If you want to trade US Treasury bonds but don’t have a futures account and want something easier to work with than physical bonds, TLT is an exchange traded fund (ETF) that’s a great product for active traders and long-term investors.  I’ve traded TLT shares and TLT options thousands of times since their introduction in 2002 because of their liquidity and flexibility to create strategies.

TLT’s portfolio is actual US Treasury bonds with an average maturity greater than 20 years.  That means TLT responds to changes in interest rates similar to the way the 30-year Treasury bond does.   It also means that unlike some other ETFs like VXX (the volatility ETF) or USO (the crude oil ETF), TLT does not hold futures.  TLT  doesn’t have to roll the futures from one expiration to the next, and incur a profit or loss on that roll, like VXX and USO do.  The ETFs with portfolios made up of futures can have significant “drag” and tracking error due to the rolls.  TLT doesn’t have that.  

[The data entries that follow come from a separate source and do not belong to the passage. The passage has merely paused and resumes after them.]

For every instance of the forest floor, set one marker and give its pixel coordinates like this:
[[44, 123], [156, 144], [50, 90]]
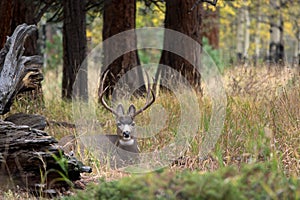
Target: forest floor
[[262, 125]]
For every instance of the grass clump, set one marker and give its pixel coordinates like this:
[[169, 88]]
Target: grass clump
[[257, 181]]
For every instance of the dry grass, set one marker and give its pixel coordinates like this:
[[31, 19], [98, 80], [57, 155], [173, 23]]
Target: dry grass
[[262, 122]]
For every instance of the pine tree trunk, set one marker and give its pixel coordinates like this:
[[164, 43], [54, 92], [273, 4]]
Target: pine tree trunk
[[276, 48], [257, 36], [240, 35], [179, 18], [247, 34], [6, 10], [119, 16], [74, 49], [210, 26]]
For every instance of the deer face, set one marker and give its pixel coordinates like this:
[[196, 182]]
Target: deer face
[[125, 124]]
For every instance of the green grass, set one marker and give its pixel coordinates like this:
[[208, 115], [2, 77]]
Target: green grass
[[258, 181], [262, 126]]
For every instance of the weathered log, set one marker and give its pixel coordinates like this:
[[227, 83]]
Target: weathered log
[[17, 72], [33, 121], [30, 157]]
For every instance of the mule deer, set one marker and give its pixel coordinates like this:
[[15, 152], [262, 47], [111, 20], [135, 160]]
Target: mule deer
[[124, 140]]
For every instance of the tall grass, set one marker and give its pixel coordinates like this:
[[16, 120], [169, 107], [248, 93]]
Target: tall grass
[[262, 123]]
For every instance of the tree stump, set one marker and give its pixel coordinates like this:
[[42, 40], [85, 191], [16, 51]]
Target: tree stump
[[29, 157]]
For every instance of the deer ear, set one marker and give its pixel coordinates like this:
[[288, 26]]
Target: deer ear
[[131, 110], [120, 109]]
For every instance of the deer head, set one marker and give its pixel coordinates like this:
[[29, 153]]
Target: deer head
[[125, 121]]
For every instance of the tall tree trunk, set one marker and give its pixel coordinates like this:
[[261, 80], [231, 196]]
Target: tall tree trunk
[[119, 16], [257, 35], [210, 26], [6, 15], [178, 17], [240, 35], [276, 48], [296, 57], [74, 49], [247, 34]]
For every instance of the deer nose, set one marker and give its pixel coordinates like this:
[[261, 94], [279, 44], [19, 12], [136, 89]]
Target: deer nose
[[126, 134]]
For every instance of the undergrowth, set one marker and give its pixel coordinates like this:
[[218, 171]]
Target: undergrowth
[[262, 125]]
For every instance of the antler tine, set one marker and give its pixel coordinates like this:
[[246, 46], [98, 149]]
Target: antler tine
[[102, 92], [148, 95]]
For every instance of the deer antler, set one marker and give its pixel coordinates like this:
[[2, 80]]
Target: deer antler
[[102, 92], [148, 95]]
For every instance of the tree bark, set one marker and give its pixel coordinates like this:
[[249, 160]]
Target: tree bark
[[240, 35], [28, 157], [179, 17], [210, 26], [276, 48], [119, 16], [17, 72], [257, 35], [247, 34], [6, 13], [74, 50]]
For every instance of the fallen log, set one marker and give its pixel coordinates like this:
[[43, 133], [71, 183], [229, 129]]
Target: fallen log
[[17, 72], [29, 157]]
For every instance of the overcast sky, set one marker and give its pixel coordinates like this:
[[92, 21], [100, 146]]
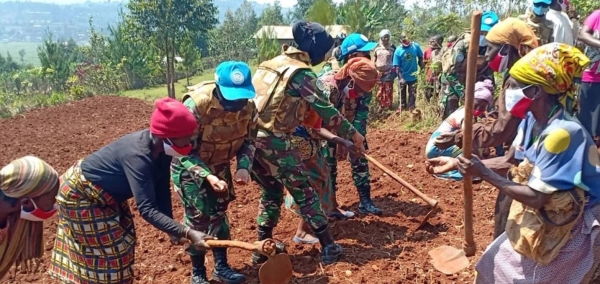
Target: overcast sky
[[291, 3]]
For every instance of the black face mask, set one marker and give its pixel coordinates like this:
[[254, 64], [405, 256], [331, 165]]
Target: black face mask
[[230, 106]]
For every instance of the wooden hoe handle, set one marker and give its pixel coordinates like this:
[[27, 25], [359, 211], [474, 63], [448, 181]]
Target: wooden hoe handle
[[432, 202]]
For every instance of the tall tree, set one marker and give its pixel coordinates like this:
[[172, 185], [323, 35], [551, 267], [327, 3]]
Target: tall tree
[[301, 9], [167, 22], [322, 11], [272, 15]]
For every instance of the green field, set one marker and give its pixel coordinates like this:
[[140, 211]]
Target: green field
[[180, 87], [14, 47]]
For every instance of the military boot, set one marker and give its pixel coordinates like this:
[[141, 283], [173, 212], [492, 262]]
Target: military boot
[[330, 251], [198, 270], [366, 205], [223, 271], [263, 234]]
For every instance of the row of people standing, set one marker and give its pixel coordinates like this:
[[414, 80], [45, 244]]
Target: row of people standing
[[536, 108], [191, 143]]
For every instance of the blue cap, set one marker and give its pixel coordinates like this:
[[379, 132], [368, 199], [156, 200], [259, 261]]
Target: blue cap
[[356, 42], [488, 20], [234, 79], [541, 7]]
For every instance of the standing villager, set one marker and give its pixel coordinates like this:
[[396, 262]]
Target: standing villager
[[589, 89], [227, 119], [95, 239], [454, 66], [383, 58], [556, 187], [28, 188], [433, 65], [535, 17], [356, 110], [408, 59], [507, 41], [283, 100], [563, 32]]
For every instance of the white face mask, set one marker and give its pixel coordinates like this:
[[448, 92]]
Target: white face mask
[[37, 215], [516, 102], [482, 41], [170, 151]]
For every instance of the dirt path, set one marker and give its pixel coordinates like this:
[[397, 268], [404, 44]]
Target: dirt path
[[377, 250]]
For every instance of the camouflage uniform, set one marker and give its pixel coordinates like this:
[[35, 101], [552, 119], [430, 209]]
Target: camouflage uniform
[[221, 136], [313, 157], [454, 69], [356, 111], [542, 27], [283, 104]]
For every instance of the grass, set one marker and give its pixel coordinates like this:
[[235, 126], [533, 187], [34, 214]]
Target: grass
[[14, 47], [384, 120], [154, 93]]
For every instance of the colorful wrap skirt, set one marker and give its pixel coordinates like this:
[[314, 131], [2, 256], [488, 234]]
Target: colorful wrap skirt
[[95, 239], [313, 157]]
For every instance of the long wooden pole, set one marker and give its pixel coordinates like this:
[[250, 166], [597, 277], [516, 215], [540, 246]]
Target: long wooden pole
[[469, 242]]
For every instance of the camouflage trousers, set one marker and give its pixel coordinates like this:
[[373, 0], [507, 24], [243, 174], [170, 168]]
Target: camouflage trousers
[[205, 209], [275, 169], [318, 173], [361, 175]]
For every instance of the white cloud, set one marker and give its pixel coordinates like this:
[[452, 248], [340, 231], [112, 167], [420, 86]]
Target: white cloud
[[291, 3]]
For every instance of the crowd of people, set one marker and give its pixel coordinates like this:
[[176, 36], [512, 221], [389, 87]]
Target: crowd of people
[[287, 127]]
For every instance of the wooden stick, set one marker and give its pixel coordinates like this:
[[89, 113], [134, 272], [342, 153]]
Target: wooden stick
[[469, 243], [432, 202]]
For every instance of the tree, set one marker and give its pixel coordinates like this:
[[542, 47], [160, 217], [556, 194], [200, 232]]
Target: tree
[[365, 17], [167, 22], [22, 56], [322, 11], [301, 9], [271, 15], [268, 45], [191, 57]]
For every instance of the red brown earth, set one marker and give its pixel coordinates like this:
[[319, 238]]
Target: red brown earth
[[377, 249]]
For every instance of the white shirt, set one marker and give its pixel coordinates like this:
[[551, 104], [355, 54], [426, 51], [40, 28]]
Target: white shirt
[[563, 32]]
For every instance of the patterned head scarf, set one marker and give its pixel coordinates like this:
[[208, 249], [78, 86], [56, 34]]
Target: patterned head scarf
[[514, 32], [553, 67], [27, 177], [484, 90], [362, 71]]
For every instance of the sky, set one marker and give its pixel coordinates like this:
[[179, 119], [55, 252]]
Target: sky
[[291, 3]]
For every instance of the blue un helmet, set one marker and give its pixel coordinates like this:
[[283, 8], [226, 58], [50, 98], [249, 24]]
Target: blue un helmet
[[488, 20], [356, 43]]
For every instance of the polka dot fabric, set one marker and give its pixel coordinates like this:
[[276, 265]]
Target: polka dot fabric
[[564, 156], [576, 263]]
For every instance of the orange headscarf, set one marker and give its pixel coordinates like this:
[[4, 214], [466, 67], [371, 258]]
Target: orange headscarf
[[362, 71], [514, 32]]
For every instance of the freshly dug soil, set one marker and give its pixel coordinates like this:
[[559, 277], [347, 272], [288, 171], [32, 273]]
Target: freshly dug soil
[[377, 249]]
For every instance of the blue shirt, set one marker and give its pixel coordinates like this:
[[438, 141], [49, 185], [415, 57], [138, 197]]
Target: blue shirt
[[564, 156], [406, 59]]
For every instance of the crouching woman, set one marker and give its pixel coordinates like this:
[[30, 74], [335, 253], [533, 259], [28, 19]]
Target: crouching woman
[[553, 220]]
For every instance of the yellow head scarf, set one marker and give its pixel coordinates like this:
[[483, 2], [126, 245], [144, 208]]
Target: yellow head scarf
[[553, 67], [514, 32], [25, 177]]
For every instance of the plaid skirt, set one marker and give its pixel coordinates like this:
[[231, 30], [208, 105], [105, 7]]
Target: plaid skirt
[[95, 239]]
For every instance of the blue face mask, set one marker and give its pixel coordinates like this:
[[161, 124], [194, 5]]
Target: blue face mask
[[540, 10], [482, 41]]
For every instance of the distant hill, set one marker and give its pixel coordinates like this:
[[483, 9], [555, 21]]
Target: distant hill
[[27, 21]]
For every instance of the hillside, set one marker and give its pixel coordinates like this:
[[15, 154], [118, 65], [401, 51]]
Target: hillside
[[22, 21]]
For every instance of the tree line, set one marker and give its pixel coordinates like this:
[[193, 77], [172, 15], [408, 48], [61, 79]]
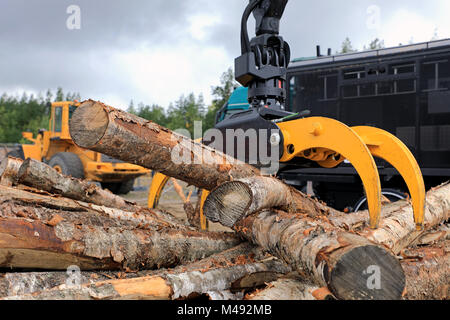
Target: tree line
[[27, 113], [31, 113]]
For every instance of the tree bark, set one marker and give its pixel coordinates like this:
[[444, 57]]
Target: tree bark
[[38, 175], [286, 289], [41, 232], [323, 253], [212, 277], [22, 283], [192, 218], [233, 200], [428, 273], [9, 169], [398, 231], [113, 132]]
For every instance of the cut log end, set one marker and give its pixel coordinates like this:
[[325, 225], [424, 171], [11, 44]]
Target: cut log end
[[367, 273], [228, 203], [90, 122]]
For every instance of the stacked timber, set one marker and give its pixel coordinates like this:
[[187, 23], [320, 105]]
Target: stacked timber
[[283, 244]]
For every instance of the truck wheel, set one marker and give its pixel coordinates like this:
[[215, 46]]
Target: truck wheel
[[119, 188], [18, 153], [392, 195], [126, 186], [68, 164]]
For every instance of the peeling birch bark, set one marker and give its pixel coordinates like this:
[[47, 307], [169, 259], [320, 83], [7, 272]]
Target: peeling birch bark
[[96, 126]]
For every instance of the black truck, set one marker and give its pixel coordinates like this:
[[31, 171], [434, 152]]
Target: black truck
[[404, 90]]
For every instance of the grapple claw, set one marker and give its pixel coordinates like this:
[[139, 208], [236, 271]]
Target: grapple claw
[[159, 180], [388, 147], [329, 142]]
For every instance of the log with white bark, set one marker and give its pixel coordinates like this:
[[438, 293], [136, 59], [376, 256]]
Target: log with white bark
[[233, 200], [9, 169], [22, 283], [38, 175], [291, 289], [427, 272], [124, 136], [210, 277], [323, 253], [42, 232]]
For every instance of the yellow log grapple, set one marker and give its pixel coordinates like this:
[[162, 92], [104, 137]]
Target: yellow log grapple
[[327, 142]]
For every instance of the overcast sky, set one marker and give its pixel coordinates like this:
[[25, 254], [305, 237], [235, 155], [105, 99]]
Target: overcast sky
[[156, 50]]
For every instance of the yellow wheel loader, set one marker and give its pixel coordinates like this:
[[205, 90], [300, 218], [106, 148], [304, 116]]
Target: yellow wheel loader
[[299, 140], [56, 148]]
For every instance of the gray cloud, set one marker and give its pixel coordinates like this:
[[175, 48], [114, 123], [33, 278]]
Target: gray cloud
[[37, 51]]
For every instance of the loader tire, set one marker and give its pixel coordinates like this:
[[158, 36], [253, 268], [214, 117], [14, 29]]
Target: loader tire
[[16, 154], [68, 164]]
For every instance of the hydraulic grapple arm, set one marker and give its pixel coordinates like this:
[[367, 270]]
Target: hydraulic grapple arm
[[262, 67]]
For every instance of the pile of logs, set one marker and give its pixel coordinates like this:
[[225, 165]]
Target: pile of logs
[[63, 238]]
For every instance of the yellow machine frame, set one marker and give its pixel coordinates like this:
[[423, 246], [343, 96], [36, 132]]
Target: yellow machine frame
[[330, 142], [58, 139]]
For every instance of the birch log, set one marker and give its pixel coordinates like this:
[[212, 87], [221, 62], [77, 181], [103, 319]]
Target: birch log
[[41, 232], [427, 272], [9, 169], [233, 200], [113, 132], [211, 277], [38, 175], [290, 289], [323, 253]]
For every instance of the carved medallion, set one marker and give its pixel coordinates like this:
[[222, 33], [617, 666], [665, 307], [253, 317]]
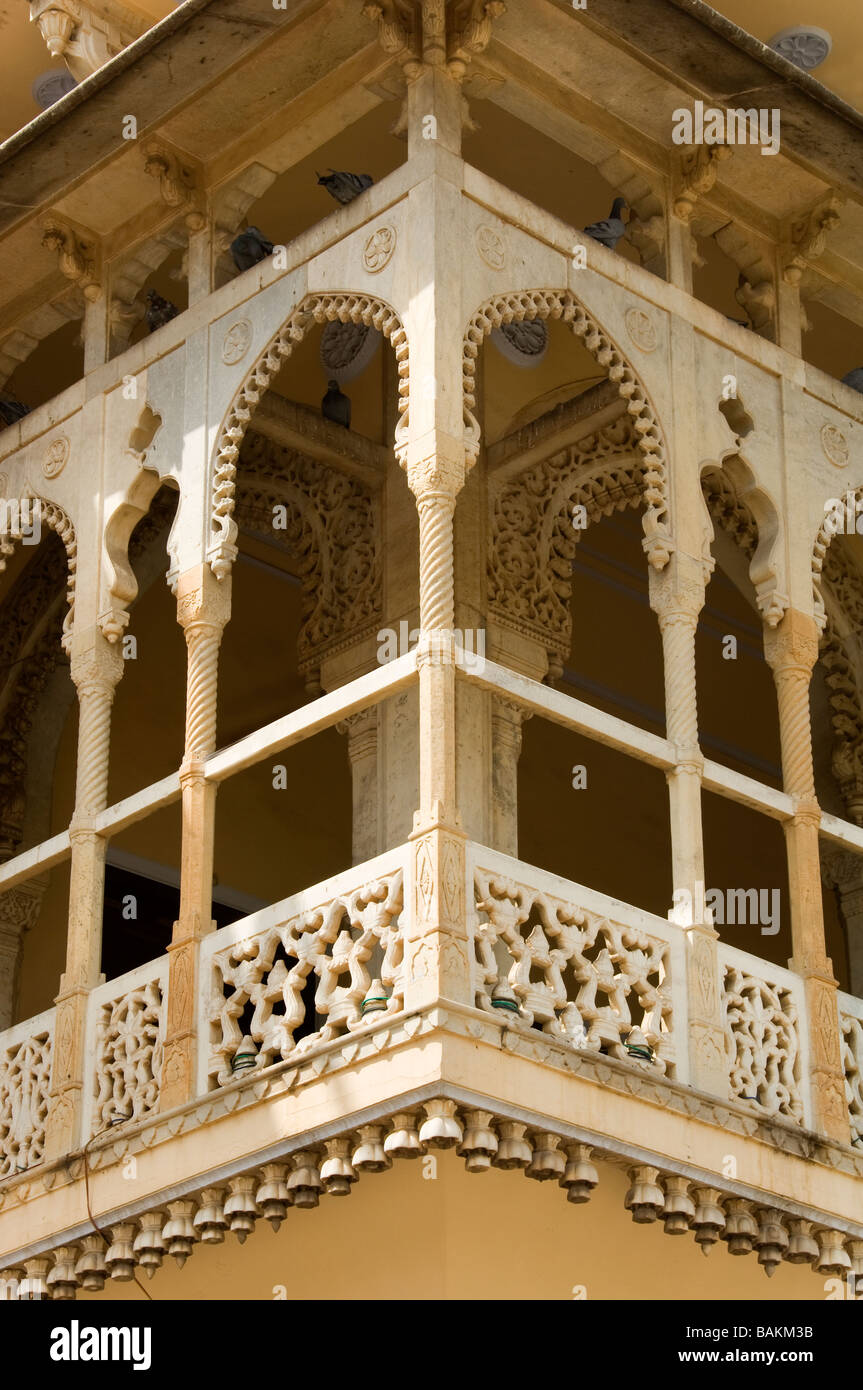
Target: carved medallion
[[834, 445], [236, 342], [56, 458], [378, 249], [641, 330], [346, 349], [523, 344], [489, 243]]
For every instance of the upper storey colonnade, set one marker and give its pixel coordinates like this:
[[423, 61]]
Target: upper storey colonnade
[[719, 432]]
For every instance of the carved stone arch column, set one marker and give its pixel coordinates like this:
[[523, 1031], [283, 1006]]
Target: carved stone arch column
[[563, 305], [314, 309]]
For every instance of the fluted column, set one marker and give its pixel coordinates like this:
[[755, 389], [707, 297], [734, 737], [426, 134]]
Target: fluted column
[[96, 669], [791, 651], [677, 597], [203, 608], [437, 933]]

TLT pays a quarterly dividend, which is composed of the cumulative coupon payments of the Treasury bonds in its portfolio.  So, you’ll have to monitor in-the-money call options ahead of the ex-dividend date.

Don’t be put off by what can look like wide bid/ask spreads in TLT options.  Open interest is very high, and if you enter limit orders in between the bid/ask spread you have a good chance of getting filled there.  In my own trading, I get about 40% of my TLT option trades filled at the “mid” or average of the bid/ask prices, and the other 60% .01 away from the mid. That keeps slippage very low.

TLT options have weekly and regular expirations and .5 difference between strike prices.  That combination gives you a lot of flexibility to create trades that are fine-tuned to how you speculate on the direction of bonds, and to keep the risk and capital requirements of those trades low.